Compile-Flow Walkthrough

All addresses on this page apply to libtpu.so from the libtpu-0.0.40-cp314 wheel (wheel version 0.0.40; the runtime-reported 0.103 is not statically verifiable in the binary, so the build-id is the unambiguous anchor: 89edbbe81c5b328a958fe628a9f2207d, 781,691,048 bytes, not stripped — full C++ symbols; .text VA == file offset). Other wheel versions will differ; treat every VA as version-pinned.

Abstract

This page follows one program — a single bf16 matmul — from the StableHLO module a framework hands across the PjRt boundary down to the packed VLIW bundle bytes a TPU TensorCore issues. It is the orientation map for the compiler: a narrative spine that names each IR level, the IR/dialect it speaks, the few passes that matter at that level, and the deep page that owns the full detail. Read it first; then dive into the page each stage links to.

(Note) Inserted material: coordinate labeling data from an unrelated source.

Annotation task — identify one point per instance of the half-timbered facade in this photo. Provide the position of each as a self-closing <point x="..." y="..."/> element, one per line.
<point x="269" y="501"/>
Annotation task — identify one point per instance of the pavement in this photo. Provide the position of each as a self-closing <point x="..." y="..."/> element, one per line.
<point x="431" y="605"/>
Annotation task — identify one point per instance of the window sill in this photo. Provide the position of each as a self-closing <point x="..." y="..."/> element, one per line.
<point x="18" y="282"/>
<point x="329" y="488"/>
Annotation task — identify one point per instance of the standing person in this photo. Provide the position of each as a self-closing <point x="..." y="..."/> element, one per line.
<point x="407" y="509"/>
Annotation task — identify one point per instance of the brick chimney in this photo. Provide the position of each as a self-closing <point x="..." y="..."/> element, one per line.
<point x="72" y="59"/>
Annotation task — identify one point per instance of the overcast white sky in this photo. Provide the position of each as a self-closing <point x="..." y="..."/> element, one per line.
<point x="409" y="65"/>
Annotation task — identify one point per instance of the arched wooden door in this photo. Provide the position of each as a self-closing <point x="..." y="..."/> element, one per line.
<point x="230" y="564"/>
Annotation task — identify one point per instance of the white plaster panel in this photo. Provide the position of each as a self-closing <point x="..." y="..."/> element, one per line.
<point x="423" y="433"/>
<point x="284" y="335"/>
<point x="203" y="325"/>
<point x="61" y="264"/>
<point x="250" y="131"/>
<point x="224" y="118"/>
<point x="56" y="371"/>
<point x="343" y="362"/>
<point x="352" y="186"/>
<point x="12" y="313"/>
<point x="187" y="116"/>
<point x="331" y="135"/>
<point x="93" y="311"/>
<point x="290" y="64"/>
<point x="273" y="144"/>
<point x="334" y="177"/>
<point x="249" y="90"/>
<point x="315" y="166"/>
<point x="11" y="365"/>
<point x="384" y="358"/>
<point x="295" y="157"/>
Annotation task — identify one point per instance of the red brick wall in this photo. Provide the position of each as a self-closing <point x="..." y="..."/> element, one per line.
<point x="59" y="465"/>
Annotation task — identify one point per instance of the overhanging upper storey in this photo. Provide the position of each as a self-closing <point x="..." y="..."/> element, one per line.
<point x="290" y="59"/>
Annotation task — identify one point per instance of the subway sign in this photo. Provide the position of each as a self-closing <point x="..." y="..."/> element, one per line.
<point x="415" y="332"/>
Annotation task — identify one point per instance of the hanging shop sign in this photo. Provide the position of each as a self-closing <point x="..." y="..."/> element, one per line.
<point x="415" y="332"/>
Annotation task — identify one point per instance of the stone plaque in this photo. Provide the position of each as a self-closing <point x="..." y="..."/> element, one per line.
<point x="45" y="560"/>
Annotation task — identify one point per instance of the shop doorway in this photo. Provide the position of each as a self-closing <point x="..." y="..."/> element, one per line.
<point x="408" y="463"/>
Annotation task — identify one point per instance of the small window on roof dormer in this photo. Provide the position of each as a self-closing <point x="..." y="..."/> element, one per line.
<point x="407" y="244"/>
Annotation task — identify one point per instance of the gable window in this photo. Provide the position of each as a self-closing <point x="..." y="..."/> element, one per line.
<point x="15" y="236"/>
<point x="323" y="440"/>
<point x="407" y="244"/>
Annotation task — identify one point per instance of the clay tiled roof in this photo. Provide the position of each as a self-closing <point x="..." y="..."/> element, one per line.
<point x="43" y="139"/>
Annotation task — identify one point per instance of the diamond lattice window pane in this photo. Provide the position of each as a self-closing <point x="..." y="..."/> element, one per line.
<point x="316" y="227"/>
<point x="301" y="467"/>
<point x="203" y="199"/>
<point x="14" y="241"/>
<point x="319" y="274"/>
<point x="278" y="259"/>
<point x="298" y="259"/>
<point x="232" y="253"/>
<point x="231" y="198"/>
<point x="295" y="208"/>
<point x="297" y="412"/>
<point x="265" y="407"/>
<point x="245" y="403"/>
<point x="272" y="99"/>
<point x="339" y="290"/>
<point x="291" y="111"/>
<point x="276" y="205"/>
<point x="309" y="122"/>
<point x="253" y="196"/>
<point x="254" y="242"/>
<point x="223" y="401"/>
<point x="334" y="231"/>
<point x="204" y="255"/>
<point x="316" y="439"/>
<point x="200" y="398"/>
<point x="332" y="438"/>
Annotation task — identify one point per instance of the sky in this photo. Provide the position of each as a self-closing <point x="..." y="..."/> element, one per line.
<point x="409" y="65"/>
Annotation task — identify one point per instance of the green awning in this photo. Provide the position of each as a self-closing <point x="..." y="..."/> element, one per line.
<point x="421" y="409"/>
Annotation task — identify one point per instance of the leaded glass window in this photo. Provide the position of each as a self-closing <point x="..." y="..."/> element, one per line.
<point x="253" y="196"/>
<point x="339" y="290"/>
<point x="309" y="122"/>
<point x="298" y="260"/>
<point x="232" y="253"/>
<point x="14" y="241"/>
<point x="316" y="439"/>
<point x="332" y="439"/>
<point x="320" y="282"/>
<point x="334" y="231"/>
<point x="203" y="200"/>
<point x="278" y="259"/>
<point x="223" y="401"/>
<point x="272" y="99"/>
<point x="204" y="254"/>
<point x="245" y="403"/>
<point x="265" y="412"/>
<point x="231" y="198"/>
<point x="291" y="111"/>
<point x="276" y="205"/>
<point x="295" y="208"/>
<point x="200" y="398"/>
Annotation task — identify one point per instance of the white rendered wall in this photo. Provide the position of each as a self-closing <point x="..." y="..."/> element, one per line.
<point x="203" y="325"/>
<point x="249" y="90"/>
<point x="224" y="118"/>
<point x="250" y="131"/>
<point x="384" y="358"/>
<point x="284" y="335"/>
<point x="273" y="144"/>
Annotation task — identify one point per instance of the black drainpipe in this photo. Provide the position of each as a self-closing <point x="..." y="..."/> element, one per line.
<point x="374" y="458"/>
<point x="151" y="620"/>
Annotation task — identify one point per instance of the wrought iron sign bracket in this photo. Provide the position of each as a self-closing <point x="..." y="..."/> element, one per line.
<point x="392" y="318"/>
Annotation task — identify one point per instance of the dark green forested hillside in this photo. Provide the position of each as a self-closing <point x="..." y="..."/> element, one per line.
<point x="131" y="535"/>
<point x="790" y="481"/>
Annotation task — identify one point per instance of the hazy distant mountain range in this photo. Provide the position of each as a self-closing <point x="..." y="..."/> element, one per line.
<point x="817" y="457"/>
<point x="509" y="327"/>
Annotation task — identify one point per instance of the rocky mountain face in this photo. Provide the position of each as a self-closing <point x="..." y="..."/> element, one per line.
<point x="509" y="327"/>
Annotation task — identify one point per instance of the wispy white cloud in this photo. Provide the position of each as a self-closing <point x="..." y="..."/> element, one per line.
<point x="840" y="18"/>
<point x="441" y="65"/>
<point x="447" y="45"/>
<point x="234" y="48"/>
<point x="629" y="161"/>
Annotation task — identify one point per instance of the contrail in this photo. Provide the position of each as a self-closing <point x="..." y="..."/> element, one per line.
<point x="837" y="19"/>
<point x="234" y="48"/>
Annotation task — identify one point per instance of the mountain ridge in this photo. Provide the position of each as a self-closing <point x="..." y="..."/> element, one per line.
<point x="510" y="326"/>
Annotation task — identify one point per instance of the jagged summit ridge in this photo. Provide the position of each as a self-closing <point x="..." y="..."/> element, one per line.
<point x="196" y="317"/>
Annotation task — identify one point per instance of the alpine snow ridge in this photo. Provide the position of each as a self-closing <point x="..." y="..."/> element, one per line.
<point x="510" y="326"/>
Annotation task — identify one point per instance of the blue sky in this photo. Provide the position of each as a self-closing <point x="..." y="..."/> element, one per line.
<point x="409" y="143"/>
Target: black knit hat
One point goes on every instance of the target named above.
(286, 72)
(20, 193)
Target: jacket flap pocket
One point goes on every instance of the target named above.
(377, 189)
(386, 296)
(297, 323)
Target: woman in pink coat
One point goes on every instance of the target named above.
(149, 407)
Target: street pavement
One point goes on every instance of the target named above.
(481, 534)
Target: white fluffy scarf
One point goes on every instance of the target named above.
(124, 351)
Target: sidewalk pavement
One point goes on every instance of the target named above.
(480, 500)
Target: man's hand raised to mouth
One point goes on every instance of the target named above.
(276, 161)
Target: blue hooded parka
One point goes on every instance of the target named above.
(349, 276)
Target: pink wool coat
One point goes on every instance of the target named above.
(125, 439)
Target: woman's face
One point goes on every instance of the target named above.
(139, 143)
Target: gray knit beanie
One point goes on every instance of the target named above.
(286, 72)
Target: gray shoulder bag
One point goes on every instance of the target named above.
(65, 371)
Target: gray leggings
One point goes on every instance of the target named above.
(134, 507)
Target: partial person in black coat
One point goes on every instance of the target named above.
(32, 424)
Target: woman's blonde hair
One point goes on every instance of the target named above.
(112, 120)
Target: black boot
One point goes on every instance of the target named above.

The descent is not the textbook MLIR cascade HLO → MHLO → tpu → LLO. There are two distinct lowering trees inside this one shared object, and only one of them is the TPU device path. The device path (the one our matmul takes) is HLO → [≈97 HLO pre-passes] → HLO → [layout / fusion / scheduling / memory] → HLO → [jellyfish per-op Emitters via LloRegionBuilder] → LLO → [bundle packer] → per-gen bundle bytes. General tensor IR is lowered directly to LLO by hundreds of C++ *Emitter classes — it never becomes tpu-dialect MLIR. The mlir::tpu (Mosaic) dialect and the XTile dialect both ship in the binary but sit off the device path: tpu only arrives as a serialized MLIR module imported from a Pallas/Mosaic kCustomCall, and XTile is the XLA CPU/GPU tiled-fusion codegen dialect, never reached by the matmul lowering. The most common map of this compiler is wrong on exactly this point; the per-stage sections below mark where.

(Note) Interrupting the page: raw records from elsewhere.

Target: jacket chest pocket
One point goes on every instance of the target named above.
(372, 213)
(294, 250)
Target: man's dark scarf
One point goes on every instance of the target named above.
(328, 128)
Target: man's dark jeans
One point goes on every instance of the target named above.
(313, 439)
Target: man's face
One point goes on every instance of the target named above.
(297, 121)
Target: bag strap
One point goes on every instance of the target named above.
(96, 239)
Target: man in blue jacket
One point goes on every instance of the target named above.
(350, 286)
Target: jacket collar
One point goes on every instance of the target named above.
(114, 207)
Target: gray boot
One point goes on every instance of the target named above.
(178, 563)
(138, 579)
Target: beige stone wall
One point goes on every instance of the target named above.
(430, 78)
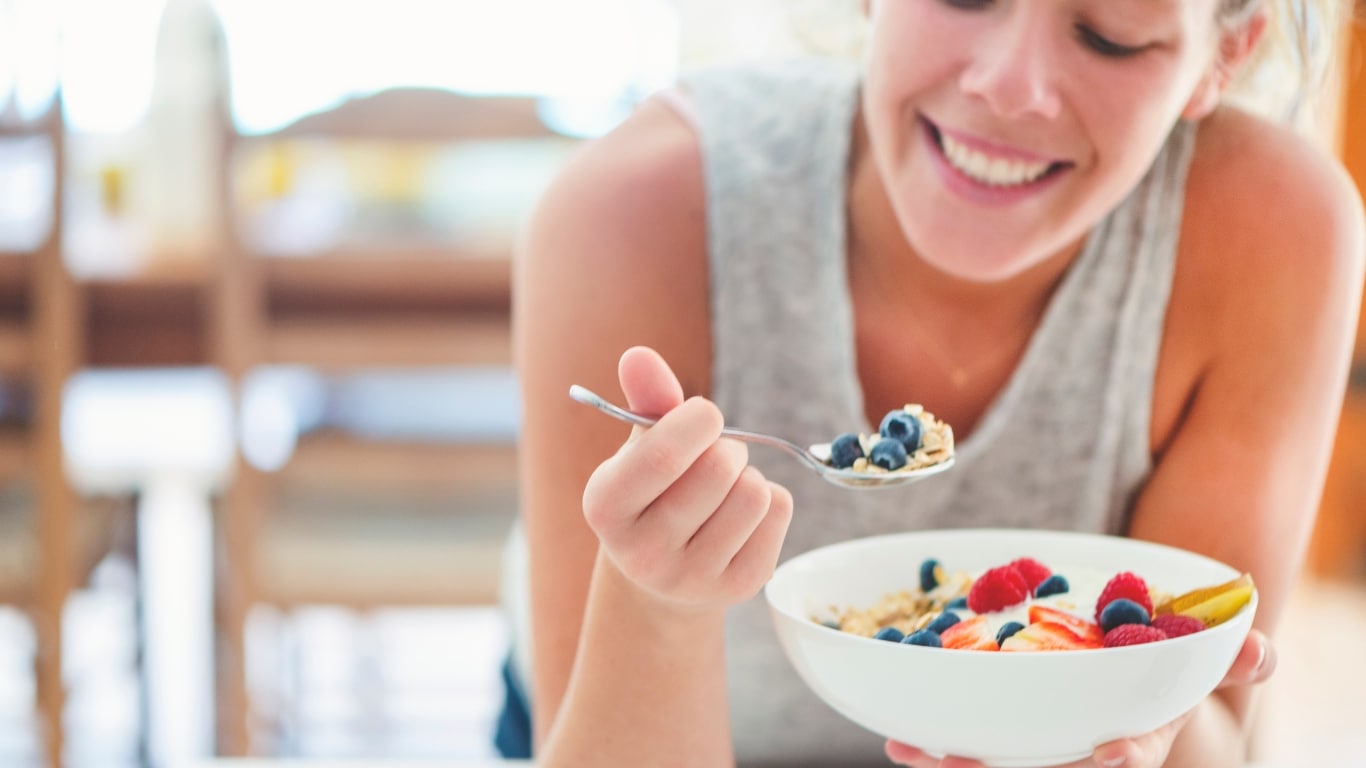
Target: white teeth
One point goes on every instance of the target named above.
(995, 171)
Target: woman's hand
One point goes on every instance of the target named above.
(1254, 663)
(678, 509)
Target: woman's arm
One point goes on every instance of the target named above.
(615, 257)
(1268, 291)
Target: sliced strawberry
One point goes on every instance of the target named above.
(1124, 585)
(1033, 571)
(996, 591)
(1133, 634)
(970, 634)
(1048, 636)
(1089, 632)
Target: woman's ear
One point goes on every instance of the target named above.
(1235, 47)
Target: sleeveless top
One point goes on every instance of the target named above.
(1063, 446)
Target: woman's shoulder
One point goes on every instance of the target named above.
(1266, 190)
(642, 179)
(1268, 212)
(616, 246)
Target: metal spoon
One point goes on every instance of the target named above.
(814, 458)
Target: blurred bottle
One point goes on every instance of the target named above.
(179, 179)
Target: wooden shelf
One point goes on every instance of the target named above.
(15, 350)
(339, 461)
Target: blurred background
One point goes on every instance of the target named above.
(257, 418)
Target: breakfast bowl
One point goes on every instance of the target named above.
(1007, 709)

The reference frame is XLA-on-LLVM. If you know XLA's HLO optimization pipeline, layout assignment, the LatencyHidingScheduler, and MemorySpaceAssignment (MSA), you already know four of the seven stages — they are the open-source passes, run with a TPU Target and interleaved with ~137 TPU-private xla::jellyfish::* passes. The genuinely TPU-specific descent is the last two stages: the HLO→LLO emitter wall and the per-generation bundle packer. LLO is the TPU's low-level VLIW IR — flat LloInstructions, one per machine op, the last IR above the wire. Silicon-specific choices (which MXU data-format, which native vreg shape, how many bytes per bundle) enter late, almost all of them threaded through one xla::jellyfish::Target object that every stage consults.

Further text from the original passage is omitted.